Did This First Base Umpire Really Just Call This Runner Out?

From Alabama, by way of the internet, is a brief video of the most hideously blown out call in recent history.

the umpire called her out.. RT if you think she was safe pic.twitter.com/KoVXa4febo
— kayla jasper (@kaylajayyyy4) March 10, 2017

Now, I'm not the most well-versed person when it comes to the rules of America's Pastime. But even I know enough about the concepts of "safe" and "out" to have some serious questions about what the hell is going on with this absolutely preposterous excuse for a call during this softball game. The victim of the call? A high school sophomore named Lindsey Harris of Jefferson County, Alabama.
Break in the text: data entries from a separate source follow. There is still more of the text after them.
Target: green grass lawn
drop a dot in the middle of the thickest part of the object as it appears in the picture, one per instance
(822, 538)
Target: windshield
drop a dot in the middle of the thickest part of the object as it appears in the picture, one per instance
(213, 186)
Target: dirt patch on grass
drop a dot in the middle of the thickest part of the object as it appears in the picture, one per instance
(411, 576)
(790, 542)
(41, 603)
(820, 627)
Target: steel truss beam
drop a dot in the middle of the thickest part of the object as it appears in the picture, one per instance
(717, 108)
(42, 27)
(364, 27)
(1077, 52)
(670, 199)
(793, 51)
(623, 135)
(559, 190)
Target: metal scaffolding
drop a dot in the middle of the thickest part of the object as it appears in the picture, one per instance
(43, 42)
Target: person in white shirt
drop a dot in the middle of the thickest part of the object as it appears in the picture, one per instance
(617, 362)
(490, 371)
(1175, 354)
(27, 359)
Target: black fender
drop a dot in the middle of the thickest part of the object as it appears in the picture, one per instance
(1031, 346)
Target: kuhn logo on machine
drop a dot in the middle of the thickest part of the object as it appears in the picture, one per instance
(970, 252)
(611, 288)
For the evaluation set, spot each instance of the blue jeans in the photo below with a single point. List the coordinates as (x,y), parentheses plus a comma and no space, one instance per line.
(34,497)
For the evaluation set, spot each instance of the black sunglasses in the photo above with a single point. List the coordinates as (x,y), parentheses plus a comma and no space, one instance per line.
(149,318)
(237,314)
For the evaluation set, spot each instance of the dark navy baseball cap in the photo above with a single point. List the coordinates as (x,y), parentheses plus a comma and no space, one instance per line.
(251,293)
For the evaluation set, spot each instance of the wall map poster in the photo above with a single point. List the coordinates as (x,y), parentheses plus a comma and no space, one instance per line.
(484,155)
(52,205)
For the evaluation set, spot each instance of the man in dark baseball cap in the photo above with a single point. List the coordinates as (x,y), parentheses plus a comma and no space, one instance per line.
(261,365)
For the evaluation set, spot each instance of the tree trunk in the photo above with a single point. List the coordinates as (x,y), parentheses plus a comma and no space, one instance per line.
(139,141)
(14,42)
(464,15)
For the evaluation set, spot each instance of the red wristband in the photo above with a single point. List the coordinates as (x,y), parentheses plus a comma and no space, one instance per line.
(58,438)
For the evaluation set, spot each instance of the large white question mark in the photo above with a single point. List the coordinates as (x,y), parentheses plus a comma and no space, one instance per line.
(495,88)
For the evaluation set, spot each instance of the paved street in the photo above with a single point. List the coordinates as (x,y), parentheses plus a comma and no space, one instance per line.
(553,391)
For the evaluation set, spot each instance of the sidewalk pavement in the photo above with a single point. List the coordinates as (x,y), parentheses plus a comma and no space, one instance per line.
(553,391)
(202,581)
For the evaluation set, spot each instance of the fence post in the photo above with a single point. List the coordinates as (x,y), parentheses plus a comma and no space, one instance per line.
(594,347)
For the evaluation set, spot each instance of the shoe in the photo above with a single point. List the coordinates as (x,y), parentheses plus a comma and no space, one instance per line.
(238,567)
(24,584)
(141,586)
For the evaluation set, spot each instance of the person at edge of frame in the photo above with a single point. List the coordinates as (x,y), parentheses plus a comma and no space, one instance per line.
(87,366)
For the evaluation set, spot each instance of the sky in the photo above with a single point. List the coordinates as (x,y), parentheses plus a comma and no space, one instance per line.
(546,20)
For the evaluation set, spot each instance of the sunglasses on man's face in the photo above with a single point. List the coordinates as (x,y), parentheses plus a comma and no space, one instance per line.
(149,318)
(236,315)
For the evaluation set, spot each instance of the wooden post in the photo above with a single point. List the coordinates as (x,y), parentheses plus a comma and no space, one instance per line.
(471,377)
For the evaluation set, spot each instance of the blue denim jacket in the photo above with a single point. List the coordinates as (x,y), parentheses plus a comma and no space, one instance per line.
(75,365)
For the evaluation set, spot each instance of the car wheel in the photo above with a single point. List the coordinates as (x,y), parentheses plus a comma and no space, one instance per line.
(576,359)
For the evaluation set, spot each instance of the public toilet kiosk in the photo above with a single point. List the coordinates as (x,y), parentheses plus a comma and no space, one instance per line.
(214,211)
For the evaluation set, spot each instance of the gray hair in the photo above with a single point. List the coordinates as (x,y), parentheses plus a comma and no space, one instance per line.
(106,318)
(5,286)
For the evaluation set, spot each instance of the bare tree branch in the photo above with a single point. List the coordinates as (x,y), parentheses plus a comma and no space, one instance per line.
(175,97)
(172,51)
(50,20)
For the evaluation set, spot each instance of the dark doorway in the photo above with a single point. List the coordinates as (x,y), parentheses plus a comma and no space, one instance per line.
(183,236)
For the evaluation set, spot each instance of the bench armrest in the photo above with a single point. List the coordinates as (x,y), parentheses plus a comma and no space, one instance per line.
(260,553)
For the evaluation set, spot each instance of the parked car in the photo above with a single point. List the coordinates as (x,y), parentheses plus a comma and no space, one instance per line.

The explanation for how such a travesty of umpiring came to pass? Uh, let's call it pending.

There are parts of the video that are a little murky: the warm-up batter on the side seems to be hitting a ball right at the actual batter, there's a kid uttering some creepy incantations as he rubs his butt against the fence; the whole thing feels cut a little bit short, and has the general sense of something that could have been bobbing around on the internet forever. But the most obviously strange part of it is how the first base umpire throws back a hammer despite the fact that Harris crosses first a full 'one Mississippi' before the ball even makes it to the bag. And his call came a-whole-nother 'Mississippi' after that. How on God's green earth is that possibly an out?

Because the video is cut so short, we can't see that afterward (thanks to the reporting of Erik Harris of The North Jefferson News) the ump did not reconsider this obviously very bad decision. He eventually told the runner—who had, quite reasonably, stayed camped out on first while her manager chewed the ump out—to get off first so the game could resume. And it did.

There are some arguments in response to the original tweet that maybe the hitter was outside of the batter's box, or didn't tag the base, but, uh, that doesn't seem to be the case. We are left only with another mystery of the internet, and a crappy call for the ages.